Question

Ratio of intensities of two waves is $9:1$ . If these two are superimposed, what is the ratio of maximum and minimum intensities:
A. $3:1$
B. $4:9$
C. $4:1$
D. $1:9$

Answer 1

Hint:In order to answer this question, first we will assume the intensities be ${I_1}\,and\,{I_2}$ and then we will write the ratio between them in terms of their amplitudes. And then we can find the ratio of maximum and minimum intensities with the help of their amplitudes.

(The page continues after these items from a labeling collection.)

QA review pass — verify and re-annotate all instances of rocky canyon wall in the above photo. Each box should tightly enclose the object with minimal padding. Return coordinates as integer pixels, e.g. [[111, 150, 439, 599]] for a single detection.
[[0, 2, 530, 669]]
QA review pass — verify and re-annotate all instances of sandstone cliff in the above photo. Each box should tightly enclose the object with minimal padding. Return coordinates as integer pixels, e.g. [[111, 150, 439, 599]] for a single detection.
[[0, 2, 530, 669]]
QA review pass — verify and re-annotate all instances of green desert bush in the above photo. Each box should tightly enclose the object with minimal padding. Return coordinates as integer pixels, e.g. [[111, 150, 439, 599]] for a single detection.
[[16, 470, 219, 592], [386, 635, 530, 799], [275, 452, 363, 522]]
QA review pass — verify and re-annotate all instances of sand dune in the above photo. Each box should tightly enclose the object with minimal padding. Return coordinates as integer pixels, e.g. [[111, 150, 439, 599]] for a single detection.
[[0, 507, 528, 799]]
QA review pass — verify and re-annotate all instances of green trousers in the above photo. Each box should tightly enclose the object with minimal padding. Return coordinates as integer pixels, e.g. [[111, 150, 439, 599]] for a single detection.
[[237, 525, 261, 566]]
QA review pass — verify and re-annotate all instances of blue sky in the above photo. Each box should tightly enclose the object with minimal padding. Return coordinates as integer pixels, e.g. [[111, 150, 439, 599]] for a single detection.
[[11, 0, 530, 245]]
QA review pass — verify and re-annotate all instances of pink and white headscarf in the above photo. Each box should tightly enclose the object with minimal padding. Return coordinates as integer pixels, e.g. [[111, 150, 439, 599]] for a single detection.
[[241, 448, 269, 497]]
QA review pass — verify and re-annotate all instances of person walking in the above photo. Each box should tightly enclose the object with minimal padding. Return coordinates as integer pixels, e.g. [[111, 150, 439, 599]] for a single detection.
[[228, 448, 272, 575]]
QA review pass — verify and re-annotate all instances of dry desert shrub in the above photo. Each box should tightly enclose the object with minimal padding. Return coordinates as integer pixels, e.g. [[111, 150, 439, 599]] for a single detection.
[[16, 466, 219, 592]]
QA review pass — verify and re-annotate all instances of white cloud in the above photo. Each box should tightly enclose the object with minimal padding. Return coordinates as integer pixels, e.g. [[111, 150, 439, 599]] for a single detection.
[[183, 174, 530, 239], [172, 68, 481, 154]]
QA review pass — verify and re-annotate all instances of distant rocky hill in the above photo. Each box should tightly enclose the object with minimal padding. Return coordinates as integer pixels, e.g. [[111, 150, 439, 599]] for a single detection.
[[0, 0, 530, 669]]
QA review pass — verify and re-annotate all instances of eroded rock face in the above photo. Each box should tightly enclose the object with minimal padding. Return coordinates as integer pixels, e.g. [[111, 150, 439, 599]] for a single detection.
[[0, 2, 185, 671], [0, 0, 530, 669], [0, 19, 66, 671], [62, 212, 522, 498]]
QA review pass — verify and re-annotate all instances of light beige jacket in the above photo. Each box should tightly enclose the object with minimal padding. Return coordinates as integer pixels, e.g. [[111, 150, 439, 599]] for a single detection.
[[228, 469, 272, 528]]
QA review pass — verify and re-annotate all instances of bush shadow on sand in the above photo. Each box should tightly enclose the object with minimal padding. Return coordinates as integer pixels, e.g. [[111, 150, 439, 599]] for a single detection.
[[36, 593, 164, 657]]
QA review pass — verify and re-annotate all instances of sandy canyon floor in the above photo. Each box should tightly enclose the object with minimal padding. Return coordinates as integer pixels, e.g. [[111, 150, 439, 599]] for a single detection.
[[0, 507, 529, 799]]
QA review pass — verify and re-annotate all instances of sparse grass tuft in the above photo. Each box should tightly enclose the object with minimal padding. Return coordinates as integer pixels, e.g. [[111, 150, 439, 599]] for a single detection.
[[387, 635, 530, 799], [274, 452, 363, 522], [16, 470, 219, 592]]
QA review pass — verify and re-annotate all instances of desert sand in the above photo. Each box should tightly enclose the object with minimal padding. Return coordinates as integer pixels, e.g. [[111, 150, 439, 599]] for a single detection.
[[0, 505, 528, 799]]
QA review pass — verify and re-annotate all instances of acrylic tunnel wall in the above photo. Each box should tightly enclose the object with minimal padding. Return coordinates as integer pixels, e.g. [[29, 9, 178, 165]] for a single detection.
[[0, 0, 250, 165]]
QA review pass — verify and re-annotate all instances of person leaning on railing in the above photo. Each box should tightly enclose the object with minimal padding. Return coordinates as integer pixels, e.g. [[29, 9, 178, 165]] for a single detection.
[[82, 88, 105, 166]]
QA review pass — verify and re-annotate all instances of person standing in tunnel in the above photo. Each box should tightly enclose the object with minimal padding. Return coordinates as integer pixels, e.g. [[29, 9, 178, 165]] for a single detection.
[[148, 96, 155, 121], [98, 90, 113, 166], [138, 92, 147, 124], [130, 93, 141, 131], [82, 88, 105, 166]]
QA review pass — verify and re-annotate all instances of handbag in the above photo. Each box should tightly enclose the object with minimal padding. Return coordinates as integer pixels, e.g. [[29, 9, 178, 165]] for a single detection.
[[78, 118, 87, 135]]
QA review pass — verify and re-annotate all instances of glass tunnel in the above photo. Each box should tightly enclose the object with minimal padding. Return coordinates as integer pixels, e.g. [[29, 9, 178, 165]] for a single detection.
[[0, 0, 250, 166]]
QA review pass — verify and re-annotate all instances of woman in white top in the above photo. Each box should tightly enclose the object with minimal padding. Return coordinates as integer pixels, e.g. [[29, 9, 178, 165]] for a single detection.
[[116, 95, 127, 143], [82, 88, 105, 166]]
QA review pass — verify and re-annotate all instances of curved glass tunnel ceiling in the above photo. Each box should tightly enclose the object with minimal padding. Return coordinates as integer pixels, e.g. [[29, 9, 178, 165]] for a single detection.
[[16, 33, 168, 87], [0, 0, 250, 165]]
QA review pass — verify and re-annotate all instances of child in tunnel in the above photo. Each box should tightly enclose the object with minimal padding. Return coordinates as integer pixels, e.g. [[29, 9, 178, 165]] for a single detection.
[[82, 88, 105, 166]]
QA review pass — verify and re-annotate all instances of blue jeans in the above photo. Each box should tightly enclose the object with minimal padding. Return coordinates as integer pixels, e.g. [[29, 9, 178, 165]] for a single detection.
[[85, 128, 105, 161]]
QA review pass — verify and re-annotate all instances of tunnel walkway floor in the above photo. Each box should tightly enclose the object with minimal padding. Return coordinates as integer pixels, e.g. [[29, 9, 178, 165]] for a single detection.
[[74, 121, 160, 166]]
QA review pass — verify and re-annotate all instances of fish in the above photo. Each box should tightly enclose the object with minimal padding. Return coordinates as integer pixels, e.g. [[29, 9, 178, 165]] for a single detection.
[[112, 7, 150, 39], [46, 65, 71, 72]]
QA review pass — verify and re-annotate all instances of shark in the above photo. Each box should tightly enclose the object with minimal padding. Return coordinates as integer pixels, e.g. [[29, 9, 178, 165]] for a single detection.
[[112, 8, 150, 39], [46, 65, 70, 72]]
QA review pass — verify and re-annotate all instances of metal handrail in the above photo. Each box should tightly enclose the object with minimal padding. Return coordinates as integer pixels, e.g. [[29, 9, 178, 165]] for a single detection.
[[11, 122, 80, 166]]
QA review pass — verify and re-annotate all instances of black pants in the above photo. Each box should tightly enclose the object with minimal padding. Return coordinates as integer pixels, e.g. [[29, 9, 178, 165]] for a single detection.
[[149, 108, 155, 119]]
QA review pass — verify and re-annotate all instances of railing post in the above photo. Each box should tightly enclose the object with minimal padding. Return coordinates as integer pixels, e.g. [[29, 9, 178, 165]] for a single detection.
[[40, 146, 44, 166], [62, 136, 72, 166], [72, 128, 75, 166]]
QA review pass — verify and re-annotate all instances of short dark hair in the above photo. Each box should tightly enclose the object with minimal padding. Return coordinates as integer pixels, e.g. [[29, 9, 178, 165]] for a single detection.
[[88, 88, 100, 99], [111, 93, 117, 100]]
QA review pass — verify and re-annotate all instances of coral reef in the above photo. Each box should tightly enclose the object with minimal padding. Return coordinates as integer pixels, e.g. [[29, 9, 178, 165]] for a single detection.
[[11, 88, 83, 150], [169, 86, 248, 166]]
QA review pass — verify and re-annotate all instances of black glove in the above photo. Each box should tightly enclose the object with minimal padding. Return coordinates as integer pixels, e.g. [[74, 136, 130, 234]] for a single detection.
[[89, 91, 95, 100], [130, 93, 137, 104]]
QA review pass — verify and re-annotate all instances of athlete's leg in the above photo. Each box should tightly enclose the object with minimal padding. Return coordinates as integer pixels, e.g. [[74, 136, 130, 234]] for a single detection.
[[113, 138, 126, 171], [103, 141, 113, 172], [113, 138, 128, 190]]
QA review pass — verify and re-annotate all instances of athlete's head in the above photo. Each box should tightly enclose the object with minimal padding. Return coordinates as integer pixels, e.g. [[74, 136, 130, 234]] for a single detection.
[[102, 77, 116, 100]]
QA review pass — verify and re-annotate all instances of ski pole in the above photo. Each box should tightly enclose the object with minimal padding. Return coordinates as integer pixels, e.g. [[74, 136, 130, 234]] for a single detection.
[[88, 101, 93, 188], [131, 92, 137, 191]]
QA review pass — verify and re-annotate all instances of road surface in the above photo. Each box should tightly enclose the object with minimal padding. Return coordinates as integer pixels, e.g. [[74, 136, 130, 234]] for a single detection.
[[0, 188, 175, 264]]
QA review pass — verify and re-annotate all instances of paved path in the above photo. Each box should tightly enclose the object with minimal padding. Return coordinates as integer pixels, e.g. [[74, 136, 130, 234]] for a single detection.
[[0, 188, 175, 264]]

Complete step by step answer:
Given that- Ratio of intensities of two waves is $9:1$.Let the two intensities be ${I_1}\,and\,{I_2}$.So, the ratio between both the intensities are as follow:
$\dfrac{{{I_1}}}{{{I_2}}} = {(\dfrac{{{a_1}}}{{{a_2}}})^2} = \dfrac{9}{1}$
where, ${a_1}\,and\,{a_2}\,$ are the amplitudes of ${I_1}\,and\,{I_2}$ respectively.
$ \Rightarrow {a_1} = 3{a_2}$ ………..eq(i)

Now, the ratio of the Maximum and minimum intensities are as follows:-
$\dfrac{{{I_{\max }}}}{{{I_{\min }}}} = \dfrac{{{{({a_1} + {a_2})}^2}}}{{{{({a_1} - {a_2})}^2}}}$
Now we will use equation(i) in the above equation:-
$ \Rightarrow \dfrac{{{I_1}}}{{{I_2}}} = \dfrac{{{{(3{a_2} + {a_2})}^2}}}{{{{(3{a_2} - {a_2})}^2}}} \\
 \Rightarrow \dfrac{{{I_1}}}{{{I_2}}}= {(\dfrac{{4{a_2}}}{{2{a_2}}})^2} \\
 \therefore \dfrac{{{I_1}}}{{{I_2}}}= \dfrac{4}{1}$
Therefore, the ratio of maximum and minimum intensities is $4:1$.

Hence, the correct option is C.

Note:The intensity of a wave at one distance and the same wave's intensity at a different distance The power per unit area of a wave is characterised as its intensity, and as area varies with distance from the source, intensity is strongly related to power through distance.